さよならを忘れて

長月瓦礫

さよならを忘れて

成人式の後の同窓会に来ないか。

コンビニ店員の姿をした不俱戴天の敵はこちらの様子をうかがっている。


片手におにぎり、小脇に財布で俺は見つめ返す。

何のつもりで話しかけたのかは知らないが、俺が誰だか分かってやってんのかな。


「はっはー、優等生様はうらやましいねえ?

俺みたいな下等生物には目もくれなかったってか?」


あいさつ代わりに鼻で笑ってやった。

仮にもバイト中だろ、俺なんか無視すりゃよかったんだ。

そうしたほうがお互いに幸せだっただろうよ。


「悲しいねえ、美しい思い出でぜーんぶ上書き保存されちまったんだな? 

別に気にしなくていいよ。俺もよくやる。

思い出さなくていい、そのままのお前でいろ」


そのまま関わることなく、ねじれの位置を維持していればよかったんだ。

ねじれの位置にある線は決して交わらないと、お前が言っていたんじゃないか。


「それで? 陸上部部長にして超秀才、あの水燐高校へ進んだあの==サンが?

積もるほどの話なんてないはずの俺に一体全体何の用ですかァ?」


どう頑張っても埋まらない溝があるのを分かった上で、話しかけてきたんだ。

それだけ重要なんだろ、自分の位置をキープするのに必死だったんだもんな。


涼しげな表情を崩さずに丁寧に話してくれた。

成人式の後、同窓会を開くために人数を集めているようだ。

俺を店で見かけたから、ついでに声をかけてくれたらしい。


「へー、同窓会ねえ? よく俺なんかを誘おうと思ったね。

いやあ、涙が出ちゃう。
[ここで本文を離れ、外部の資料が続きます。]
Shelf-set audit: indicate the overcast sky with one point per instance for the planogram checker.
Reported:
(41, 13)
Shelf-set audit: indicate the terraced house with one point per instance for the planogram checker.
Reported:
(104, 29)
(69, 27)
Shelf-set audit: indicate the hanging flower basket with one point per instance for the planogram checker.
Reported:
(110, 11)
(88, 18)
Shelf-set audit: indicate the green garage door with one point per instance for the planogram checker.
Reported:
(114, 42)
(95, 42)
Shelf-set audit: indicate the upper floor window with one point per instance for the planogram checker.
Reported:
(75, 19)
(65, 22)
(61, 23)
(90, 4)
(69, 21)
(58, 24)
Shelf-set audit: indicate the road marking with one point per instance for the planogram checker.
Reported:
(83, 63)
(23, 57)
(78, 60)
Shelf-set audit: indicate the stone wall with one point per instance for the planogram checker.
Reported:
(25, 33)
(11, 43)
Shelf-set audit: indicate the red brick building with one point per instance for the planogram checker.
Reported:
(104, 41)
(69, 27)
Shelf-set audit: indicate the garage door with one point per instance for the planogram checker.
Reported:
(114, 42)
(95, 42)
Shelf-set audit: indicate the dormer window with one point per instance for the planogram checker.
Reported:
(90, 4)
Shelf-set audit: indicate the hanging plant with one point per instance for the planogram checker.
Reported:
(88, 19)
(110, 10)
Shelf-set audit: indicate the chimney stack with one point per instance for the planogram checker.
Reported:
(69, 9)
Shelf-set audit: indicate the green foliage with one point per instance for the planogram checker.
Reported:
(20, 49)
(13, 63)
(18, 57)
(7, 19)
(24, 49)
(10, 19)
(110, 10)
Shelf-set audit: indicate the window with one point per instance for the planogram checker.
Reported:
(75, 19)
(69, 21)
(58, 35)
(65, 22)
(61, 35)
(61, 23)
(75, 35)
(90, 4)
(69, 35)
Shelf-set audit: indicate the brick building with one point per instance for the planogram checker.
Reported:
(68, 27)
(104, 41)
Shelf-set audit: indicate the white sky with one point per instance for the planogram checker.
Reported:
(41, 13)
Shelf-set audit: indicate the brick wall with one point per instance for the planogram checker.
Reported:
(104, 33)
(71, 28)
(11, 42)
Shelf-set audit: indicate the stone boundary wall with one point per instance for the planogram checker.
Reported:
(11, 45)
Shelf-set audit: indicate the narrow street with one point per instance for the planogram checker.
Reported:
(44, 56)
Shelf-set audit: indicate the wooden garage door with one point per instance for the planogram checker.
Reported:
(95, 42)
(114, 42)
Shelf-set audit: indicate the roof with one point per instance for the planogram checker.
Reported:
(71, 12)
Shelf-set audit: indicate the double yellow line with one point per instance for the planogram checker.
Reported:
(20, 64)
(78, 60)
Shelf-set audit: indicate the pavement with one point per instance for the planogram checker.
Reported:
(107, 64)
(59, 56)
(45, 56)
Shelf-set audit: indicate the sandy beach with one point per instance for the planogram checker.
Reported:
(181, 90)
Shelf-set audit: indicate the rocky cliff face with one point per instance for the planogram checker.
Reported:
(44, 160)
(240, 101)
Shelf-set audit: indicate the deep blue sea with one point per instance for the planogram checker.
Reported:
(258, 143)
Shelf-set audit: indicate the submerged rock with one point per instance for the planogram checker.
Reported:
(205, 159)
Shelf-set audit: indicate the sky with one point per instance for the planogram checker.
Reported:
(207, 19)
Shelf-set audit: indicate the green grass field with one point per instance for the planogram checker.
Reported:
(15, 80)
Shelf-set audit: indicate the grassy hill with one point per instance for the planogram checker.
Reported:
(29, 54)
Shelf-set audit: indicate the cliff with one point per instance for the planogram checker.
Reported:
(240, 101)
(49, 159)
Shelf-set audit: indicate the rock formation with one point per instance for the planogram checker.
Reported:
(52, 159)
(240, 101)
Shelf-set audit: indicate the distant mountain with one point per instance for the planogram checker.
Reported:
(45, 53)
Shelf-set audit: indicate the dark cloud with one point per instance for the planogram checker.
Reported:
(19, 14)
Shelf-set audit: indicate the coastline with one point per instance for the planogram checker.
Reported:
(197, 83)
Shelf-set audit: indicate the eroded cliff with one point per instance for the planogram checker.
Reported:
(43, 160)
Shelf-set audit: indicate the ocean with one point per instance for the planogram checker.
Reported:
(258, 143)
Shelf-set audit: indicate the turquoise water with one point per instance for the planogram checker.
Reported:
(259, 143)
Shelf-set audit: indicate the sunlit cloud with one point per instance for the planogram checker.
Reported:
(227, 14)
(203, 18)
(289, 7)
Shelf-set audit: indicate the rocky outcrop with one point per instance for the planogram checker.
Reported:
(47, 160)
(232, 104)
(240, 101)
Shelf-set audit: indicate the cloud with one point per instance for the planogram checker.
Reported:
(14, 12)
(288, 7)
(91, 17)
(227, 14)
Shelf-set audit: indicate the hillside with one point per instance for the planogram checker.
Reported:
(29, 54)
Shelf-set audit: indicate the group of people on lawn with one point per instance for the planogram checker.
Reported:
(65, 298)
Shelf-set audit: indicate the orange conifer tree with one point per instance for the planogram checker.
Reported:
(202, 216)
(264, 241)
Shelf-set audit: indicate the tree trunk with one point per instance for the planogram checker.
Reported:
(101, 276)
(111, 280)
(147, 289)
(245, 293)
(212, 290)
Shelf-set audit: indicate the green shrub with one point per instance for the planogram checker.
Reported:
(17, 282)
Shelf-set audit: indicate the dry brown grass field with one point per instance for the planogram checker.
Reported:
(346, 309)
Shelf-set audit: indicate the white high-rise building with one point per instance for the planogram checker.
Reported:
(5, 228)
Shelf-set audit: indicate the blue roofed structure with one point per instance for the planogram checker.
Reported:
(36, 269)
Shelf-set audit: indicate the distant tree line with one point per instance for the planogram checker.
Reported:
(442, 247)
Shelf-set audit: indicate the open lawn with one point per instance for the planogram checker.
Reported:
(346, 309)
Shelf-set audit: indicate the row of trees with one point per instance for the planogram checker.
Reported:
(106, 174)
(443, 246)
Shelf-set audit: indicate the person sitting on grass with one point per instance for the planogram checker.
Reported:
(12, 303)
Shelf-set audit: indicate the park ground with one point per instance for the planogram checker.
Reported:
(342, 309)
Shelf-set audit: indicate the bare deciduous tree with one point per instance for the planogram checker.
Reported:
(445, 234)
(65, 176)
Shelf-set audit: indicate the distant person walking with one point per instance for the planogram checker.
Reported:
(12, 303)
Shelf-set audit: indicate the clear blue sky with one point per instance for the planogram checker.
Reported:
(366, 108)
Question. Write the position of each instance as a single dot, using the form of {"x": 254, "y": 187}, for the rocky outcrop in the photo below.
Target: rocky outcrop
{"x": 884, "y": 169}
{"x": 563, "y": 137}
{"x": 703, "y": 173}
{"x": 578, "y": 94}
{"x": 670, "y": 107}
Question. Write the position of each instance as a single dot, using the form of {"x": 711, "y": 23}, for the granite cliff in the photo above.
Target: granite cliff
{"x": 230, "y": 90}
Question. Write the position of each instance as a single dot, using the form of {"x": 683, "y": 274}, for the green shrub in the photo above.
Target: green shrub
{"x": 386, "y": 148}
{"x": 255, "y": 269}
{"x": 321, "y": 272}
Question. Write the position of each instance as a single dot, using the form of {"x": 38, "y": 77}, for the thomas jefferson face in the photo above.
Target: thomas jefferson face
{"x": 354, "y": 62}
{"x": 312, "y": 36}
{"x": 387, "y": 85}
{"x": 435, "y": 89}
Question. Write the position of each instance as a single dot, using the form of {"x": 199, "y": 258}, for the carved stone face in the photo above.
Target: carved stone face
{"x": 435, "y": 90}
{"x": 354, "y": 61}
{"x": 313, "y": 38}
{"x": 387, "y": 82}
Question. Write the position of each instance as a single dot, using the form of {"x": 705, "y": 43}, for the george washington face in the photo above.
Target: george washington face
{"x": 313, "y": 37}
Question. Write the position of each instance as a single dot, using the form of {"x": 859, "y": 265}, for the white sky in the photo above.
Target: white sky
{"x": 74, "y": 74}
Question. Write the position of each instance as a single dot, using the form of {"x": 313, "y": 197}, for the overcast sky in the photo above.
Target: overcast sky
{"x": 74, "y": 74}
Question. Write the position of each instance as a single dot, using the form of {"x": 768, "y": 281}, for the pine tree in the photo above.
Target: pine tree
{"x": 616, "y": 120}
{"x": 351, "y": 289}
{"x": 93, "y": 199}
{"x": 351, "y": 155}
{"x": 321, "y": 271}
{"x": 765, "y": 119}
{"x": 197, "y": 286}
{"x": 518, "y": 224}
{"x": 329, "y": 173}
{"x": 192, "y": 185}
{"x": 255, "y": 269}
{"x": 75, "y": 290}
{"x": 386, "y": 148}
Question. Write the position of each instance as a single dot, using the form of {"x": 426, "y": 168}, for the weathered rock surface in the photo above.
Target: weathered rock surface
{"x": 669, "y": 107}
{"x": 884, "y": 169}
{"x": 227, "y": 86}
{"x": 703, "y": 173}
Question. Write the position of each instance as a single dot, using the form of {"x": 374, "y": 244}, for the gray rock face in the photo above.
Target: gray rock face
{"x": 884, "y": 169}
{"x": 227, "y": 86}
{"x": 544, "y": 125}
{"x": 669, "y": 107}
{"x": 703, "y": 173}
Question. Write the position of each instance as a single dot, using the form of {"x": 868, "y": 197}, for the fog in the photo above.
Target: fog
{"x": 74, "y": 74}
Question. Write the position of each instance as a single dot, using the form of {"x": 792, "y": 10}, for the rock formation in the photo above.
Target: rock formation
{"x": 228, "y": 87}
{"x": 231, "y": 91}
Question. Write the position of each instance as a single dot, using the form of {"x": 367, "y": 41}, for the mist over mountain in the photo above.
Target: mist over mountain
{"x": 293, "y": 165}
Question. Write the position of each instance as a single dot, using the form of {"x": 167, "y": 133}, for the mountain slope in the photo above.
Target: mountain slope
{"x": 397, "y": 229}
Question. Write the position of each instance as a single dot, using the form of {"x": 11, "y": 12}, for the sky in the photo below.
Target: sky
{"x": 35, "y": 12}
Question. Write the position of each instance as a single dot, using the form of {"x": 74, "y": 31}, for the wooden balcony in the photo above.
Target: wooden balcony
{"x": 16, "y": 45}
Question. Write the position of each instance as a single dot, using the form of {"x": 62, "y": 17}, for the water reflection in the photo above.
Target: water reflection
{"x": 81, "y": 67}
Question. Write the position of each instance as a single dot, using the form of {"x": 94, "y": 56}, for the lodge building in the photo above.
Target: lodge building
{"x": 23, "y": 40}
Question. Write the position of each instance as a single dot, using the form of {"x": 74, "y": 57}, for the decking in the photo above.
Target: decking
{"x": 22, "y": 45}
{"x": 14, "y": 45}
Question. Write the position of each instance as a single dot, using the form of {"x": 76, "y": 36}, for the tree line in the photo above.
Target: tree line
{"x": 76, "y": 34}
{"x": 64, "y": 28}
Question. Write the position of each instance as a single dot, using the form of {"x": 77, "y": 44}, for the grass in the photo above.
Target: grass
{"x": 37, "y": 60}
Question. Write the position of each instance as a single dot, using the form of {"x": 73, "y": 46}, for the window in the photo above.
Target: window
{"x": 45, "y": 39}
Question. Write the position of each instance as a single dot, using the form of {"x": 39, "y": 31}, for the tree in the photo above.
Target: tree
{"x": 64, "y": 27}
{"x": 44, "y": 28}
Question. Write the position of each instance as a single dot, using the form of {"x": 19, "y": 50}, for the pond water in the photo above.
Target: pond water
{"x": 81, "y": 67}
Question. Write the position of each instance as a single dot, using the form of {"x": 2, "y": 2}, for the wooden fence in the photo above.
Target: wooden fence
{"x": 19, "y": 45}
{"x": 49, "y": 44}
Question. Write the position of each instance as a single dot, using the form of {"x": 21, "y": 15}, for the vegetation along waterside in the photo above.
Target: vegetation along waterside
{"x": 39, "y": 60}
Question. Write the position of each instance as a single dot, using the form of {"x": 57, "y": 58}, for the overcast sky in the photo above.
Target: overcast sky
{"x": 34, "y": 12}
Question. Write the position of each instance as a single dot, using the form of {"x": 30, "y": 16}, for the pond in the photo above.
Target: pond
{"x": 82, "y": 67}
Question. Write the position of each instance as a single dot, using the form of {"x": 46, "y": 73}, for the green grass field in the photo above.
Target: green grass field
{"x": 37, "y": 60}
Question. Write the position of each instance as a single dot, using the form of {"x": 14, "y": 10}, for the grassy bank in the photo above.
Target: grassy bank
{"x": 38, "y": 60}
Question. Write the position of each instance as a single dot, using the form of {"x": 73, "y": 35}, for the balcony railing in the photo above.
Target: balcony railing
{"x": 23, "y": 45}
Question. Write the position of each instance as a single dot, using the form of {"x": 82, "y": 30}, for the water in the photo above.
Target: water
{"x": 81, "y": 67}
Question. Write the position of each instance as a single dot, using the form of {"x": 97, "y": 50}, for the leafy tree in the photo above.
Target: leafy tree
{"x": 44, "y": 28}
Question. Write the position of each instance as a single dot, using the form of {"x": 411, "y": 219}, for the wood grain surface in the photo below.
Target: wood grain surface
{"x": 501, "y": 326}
その優しさに気づいていれば、よかったかもな?」


その優しさだって、どこまでが本当なのか分かりやしない。

どうせ、自分のことしか考えていないんだろ。


「まあ、天才様の考えることは下の下の下の俺には一ミリどころか九分九厘何一つとして理解できないけどさァ」


律儀なものだ。

こんな俺にも声をかけてくるあたり、本当に人が集まっていないのだろう。

努力だけは認めてやるけど、俺の出す答えはひとつだ。


「誰が行くかボケが」


実に単純明快、難しく考えることはない。

不倶戴天の敵を目の前にして、どうして落ち着いていられるだろう。


同窓会だか何だか知らないが、俺にとってはただの地獄だ。

悪意にさらされる場にわざわざ赴く馬鹿がどこにいるってんだ。


「脳みそのできが俺とは違うお前にゃあ、分からんだろうさ。 

分からなくていいし、知らなくていい話だ。

天才的優等生様は何も知らないまま優れたまま美しいまま、善人気取って生きていればそれでいい」


そう、俺なんかと関わる意味なんてないんだ。

その善意が偽りなのも全部知ってる。

裏に隠した悪意も知っている。気持ち悪いんだよ。

ねじれは元に戻せないんだよ、分かってんだろ。


「そういうこった。俺の知らないところで勝手に死ね」


おにぎりを棚に戻して、俺はコンビニを出た。

もう二度と使うことはないだろう。